President Trump declared Friday that jobs are coming back on the heels of a surprise labor report that may indicate the start of an economic recovery amid historic job losses, as he also upped his demands on states to lift lingering coronavirus-related lockdowns.
"We're bringing our jobs back," Trump said during upbeat remarks to members of the media in the Rose Garden. "We're gonna be back there. I think we're actually going to be back there higher next year than ever before."
He added, in reference to predictions that the economy could eventually bounce back to where it was before the pandemic: "We've been talking about a 'V.' This is far better than a 'V.' This is a rocketship."
Trump also signed a bill giving small businesses more flexibility with Paycheck Protection Program (PPP) loans. He said the legislation would "especially help restaurants, hotels and other businesses." The president also thanked Democrats for cooperating on getting the PPP bill through the House of Representatives.
Numbers released by the Labor Department indicated that the economy added 2.5 million jobs in May and the U.S. unemployment rate dropped to 13.3 percent from 14.7 percent a month earlier. This was a stark reversal from expectations that the unemployment rate could reach nearly 20 percent in May, and Trump took the opportunity to crow over the positive economic news.
"We'll go back to having the greatest economy anywhere in the world, nothing close. And I think we're going to have a very good upcoming few months. I think you're going to have a very good August, very good July, but a spectacular, maybe spectacular September ... and next year's going to be one of the best years we've ever had economically," Trump said, touting a "job surge."
He compared the U.S. economy to a surgery patient who was strong before an operation and had a better chance of coming out of the procedure healthy.

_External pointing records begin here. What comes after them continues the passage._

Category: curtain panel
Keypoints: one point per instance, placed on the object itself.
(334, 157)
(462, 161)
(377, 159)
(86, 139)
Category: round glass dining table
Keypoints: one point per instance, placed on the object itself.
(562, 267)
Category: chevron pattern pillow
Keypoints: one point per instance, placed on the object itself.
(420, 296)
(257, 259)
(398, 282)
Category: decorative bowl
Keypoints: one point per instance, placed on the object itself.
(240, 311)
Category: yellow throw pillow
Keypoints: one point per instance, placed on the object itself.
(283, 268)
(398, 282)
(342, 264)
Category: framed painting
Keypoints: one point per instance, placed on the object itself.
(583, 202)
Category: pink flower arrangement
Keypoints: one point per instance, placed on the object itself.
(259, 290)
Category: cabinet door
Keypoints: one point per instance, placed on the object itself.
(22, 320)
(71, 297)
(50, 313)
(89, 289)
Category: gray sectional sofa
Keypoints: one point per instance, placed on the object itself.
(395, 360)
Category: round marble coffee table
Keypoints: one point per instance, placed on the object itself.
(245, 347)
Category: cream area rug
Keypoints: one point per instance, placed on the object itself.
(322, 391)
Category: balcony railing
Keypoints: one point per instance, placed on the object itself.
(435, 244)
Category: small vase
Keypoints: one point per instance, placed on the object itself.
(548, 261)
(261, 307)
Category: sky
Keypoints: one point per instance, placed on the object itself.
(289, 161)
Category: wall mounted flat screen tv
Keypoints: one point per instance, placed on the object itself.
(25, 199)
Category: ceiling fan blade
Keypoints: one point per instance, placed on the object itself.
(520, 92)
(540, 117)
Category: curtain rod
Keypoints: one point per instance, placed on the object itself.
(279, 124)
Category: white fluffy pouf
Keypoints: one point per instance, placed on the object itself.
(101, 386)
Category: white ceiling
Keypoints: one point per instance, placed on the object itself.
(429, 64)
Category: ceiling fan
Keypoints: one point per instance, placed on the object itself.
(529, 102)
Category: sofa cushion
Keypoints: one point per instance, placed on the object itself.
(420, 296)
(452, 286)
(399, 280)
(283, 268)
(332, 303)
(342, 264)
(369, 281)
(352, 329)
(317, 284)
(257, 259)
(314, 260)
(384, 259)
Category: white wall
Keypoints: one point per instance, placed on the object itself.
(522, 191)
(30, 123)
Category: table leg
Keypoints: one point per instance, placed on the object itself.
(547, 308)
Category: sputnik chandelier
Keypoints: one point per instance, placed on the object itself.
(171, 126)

"The reason it's been and is so good, is because the body was strong," he said. "Our body was so powerful that we could actually close our country."
Trump further said that significant progress was being made on the development of coronavirus vaccines and therapeutics. Yet he also questioned why some states still have significant coronavirus lockdown measures in place, as he credited states lifting lockdowns like Florida and Georgia for the economic progress so far.
"This is what these numbers are all about ... It's extremely important to remember that many of our states are closed or almost closed. Some of the big ones, New York, New Jersey, they'll start, they're starting now to get open. I hope," Trump said.
Trump also said that liberal economic policies like the "Green New Deal" are the biggest threat to the United States' economic recovery.
The comments came after a flurry Friday morning tweets from the president, seizing on the unexpectedly good economic news.
"Really Big Jobs Report. Great going President Trump (kidding but true)!" Trump said in one tweet.
"THESE JOBS NUMBERS ARE INCREDIBLE!" he said in another.
"Oh no, the Dems are worried again. The only one that can kill this comeback is Sleepy Joe Biden!" Trump added, continuing the triumphant tweetstorm. "It's a stunner by any stretch of the imagination."
Last week 1.87 million Americans filed for unemployment benefits, which represented the ninth straight weekly decline in such claims. Still, the total number of Americans filing for claims is staggering, with more than 40 million doing so since the crisis began.
Democrats suggested that Trump's victory lap is premature.
"Thirteen percent unemployment number is not ‘joyous’ or ‘stupendous’ as President Trump has wrongly stated," Senate Minority Leader Chuck Schumer said in a statement.
"We are in the largest unemployment crisis since the Great Depression. 21 million Americans are unemployed, and one-fifth of the American workforce has lost work or given up on trying to find a job. And Trump says he is joyous? Families are struggling, hospitals are overwhelmed, businesses have shut down for good, and Americans are dying every day—all of this was preventable," Democratic National Committee Chairman Tom Perez said in a statement.
U.S. employment numbers had tanked to some of the worst in history due to economic shutdowns imposed by states aimed at slowing the spread of the coronavirus. States have begun lifting those restrictions in recent weeks, but the reversal in job trends still surprised most observers.
The numbers are still about triple what the unemployment numbers were just months ago, but represent significant progress in the economic recovery from the coronavirus pandemic.
Fox Business' Megan Henney contributed to this report.